ENDANGERED SPECIES: Bipartisanship nearly extinct at hearing on reforming iconic law
Emily Yehle, E&E reporter
Greenwire: Friday, February 28, 2014
Since the Endangered Species Act passed Congress 40 years ago, more than 1,500 species in the United States have been listed as threatened or endangered -- but very few have made it off the list.
To some Republicans, that means ESA is a failure and in need of revision. But federal officials asserted yesterday that delisting is the wrong metric; what matters instead is whether listed species are still around and improving.
That was the most fundamental disagreement at yesterday's House Oversight and Government Reform subcommittee hearing on ESA. It came three weeks after Republican lawmakers released a 64-page report with a slew of recommendations for reforming ESA (Greenwire, Feb. 4).
Held by the committee's Subcommittee on Energy Policy, Health Care and Entitlements, the hearing revisited the usual points of contention: citizen lawsuits over species listings, federal versus state control of habitat plans, and controversy over the potential listing of certain species, such as the greater sage grouse and the lesser prairie chicken.
Lawmakers also questioned why some data that is used in federal decisionmaking isn't public. In some cases, the data is proprietary -- even when funded with federal dollars.

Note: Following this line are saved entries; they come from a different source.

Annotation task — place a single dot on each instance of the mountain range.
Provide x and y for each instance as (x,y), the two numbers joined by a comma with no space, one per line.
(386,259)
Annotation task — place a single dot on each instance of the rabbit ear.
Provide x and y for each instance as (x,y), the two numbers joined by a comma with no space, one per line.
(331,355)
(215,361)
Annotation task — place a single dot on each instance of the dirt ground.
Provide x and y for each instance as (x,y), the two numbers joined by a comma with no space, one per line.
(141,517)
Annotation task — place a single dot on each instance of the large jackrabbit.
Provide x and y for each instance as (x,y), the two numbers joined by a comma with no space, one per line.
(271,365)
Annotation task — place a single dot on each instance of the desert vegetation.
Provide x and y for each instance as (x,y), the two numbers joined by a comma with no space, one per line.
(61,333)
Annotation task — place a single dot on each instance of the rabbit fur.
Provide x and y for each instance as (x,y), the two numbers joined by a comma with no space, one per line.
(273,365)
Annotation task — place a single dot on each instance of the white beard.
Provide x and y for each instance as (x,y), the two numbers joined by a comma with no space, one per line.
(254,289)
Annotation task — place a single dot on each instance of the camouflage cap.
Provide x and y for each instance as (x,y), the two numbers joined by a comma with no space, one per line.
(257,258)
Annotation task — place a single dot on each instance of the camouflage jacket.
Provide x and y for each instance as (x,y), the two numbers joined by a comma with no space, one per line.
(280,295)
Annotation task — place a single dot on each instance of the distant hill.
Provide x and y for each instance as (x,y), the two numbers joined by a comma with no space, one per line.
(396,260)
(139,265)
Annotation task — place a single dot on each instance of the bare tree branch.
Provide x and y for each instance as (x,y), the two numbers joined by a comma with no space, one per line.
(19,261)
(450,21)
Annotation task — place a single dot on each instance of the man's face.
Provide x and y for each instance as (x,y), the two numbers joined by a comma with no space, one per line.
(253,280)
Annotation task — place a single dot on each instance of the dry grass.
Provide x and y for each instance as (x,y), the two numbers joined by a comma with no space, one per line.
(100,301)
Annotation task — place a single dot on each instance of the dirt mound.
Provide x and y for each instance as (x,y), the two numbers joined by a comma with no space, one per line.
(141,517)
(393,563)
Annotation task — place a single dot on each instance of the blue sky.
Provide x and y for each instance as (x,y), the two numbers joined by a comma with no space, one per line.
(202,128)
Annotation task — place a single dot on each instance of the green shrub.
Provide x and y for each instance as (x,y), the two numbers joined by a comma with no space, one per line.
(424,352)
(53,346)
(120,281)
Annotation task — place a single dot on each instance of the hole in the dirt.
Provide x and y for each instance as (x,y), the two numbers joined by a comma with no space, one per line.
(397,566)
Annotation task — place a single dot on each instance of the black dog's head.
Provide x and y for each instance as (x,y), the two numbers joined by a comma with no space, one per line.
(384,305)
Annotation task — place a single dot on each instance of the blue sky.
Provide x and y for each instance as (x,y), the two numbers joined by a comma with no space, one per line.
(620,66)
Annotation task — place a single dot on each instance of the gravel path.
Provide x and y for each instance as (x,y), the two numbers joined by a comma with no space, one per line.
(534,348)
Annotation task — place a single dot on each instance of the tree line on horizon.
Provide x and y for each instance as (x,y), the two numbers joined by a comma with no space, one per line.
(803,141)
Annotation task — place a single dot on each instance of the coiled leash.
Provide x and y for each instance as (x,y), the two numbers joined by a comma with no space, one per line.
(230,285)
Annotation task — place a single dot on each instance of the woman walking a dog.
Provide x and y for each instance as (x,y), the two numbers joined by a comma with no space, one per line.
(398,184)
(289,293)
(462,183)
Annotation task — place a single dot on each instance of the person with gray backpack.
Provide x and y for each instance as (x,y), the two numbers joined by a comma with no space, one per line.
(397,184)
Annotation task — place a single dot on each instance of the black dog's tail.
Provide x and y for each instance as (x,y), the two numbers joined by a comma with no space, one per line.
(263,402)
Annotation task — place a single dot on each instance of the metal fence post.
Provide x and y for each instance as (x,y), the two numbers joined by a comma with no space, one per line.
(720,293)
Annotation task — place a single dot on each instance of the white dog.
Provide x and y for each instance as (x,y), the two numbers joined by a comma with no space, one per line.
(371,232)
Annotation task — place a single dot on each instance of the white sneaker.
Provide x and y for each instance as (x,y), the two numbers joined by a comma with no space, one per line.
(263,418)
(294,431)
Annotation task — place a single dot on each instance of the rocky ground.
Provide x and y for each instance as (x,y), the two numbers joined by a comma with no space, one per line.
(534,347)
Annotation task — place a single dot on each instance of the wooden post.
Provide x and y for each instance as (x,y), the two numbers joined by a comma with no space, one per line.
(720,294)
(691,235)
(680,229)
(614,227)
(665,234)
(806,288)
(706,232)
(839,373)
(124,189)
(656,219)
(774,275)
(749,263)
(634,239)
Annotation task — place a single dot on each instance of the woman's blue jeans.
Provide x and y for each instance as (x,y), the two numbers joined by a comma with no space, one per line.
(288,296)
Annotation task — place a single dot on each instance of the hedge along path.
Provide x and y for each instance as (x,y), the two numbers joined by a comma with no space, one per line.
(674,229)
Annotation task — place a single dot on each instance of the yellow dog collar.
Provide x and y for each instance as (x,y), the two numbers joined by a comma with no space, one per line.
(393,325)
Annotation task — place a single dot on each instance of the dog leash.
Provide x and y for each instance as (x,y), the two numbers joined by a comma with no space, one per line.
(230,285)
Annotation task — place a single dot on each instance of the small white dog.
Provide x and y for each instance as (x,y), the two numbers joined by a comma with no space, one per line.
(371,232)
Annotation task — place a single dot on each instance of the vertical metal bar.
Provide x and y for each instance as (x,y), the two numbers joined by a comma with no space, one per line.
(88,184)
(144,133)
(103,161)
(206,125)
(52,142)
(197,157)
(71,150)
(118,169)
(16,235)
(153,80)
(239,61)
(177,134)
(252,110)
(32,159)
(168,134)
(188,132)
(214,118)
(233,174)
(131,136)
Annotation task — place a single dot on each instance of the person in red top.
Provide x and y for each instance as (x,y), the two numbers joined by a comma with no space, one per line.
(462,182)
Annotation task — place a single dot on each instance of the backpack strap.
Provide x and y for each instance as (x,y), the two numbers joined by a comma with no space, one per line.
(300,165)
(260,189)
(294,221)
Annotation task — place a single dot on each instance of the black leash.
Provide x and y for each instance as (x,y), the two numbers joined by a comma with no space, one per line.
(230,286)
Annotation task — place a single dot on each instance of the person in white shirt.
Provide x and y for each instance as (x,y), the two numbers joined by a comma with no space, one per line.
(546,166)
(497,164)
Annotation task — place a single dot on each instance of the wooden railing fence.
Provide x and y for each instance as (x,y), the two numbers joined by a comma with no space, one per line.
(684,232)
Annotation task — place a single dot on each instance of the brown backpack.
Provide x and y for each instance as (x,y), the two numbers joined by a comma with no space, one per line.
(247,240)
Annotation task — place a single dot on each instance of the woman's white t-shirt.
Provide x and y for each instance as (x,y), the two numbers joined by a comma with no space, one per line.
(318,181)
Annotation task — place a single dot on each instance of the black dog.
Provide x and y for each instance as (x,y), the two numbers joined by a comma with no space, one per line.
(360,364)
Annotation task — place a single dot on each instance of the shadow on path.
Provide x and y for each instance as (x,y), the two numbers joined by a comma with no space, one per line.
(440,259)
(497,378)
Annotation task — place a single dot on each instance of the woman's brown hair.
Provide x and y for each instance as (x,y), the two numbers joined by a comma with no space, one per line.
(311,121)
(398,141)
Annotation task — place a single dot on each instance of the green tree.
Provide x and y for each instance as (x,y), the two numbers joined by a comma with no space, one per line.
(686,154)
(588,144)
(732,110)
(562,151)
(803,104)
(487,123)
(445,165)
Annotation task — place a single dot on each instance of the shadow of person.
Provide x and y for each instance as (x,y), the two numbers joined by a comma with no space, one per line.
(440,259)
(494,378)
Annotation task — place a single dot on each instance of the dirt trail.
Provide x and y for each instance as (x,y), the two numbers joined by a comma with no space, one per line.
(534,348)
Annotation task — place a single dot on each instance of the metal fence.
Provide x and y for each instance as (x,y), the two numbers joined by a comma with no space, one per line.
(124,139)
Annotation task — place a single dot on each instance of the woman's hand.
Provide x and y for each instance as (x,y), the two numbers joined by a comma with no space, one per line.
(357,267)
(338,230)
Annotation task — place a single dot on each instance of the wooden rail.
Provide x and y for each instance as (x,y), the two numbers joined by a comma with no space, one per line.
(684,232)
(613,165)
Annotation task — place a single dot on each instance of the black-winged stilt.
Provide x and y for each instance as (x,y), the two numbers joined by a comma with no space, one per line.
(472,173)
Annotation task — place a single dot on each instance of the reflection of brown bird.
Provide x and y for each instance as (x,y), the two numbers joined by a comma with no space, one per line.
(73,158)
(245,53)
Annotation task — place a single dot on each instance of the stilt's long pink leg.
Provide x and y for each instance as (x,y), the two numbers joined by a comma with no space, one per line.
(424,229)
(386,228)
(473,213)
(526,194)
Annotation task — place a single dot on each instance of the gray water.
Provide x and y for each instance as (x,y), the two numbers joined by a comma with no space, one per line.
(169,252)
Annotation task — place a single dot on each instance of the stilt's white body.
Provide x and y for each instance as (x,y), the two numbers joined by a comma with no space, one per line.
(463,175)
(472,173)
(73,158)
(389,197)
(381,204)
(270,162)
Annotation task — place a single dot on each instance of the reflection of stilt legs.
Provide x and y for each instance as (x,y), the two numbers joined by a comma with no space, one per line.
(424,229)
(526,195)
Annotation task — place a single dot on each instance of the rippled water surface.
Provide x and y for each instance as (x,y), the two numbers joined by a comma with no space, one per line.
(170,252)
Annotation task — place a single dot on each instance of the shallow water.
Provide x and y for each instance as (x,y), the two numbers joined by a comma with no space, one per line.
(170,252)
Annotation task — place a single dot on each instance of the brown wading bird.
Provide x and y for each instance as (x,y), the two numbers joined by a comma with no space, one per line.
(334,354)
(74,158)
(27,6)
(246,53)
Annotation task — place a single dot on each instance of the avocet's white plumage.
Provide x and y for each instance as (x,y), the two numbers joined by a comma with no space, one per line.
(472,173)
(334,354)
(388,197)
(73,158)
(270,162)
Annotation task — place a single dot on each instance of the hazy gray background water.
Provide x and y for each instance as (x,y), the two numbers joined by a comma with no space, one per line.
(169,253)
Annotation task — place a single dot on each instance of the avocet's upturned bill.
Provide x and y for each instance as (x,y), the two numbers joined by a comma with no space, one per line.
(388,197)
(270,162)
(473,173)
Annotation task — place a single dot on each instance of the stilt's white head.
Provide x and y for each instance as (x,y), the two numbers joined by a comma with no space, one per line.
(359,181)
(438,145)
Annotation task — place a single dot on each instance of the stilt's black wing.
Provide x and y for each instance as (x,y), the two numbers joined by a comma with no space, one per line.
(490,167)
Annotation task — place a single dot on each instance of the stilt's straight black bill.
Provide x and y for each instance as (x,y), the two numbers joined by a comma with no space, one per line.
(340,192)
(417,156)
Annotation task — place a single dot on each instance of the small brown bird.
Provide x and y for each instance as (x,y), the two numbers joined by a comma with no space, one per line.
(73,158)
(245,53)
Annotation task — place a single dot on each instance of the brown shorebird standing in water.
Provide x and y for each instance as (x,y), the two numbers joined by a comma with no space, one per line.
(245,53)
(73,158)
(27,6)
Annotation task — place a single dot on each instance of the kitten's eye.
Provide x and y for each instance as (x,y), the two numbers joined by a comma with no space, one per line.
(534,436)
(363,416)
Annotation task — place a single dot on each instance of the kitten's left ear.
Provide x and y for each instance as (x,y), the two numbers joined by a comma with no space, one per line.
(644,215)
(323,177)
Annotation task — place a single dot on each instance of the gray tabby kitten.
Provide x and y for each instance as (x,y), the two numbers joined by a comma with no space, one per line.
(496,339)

"Who paid for it? The taxpayers paid for it," said Rep. Jason Chaffetz (R-Utah), whose state is trying to avoid the listing of the sage grouse. "It's not about some North Korean nuclear bomb ... we're talking about data that should be made publicly available."
The two witnesses -- Interior's Michael Bean and National Oceanic and Atmospheric Administration's Sam Rauch -- emphasized that their agencies publicly release all data they can. But they didn't deny that some data is kept private.
"I can confirm there are instances in which we would like to release data but can't because the researchers won't give it to us," said Rauch, deputy assistant administrator for regulatory programs at the National Marine Fisheries Service. "It does create issues."
Bean, counselor to the Interior secretary on fish, wildlife and parks, said the Fish and Wildlife Service works well with local and state governments. Bean, who was at the Environmental Defense Fund until 2009, helped develop "safe harbor" agreements, under which private landowners partner with the government to help imperiled wildlife.
The aim should be to take advantage of the "inherent flexibility" of ESA, he said.
"If we can learn from these lessons ... then we can continue to make progress reversing the slide toward extinction," he said, adding that species should also be added to the list before they are almost extinct.
But agreement on how -- and whether -- to revise ESA does not appear close. At one point, Rep. Rob Woodall (R-Ga.) questioned what he called the "adversarial" tone of the discussion.
"Why isn't it a big Kumbaya session to say, let's make some changes and let's refocus our resources on those most critical missions," he said. "I can't think of the last time I was involved in an ESA problem-solving session. I can think of many ESA arguments."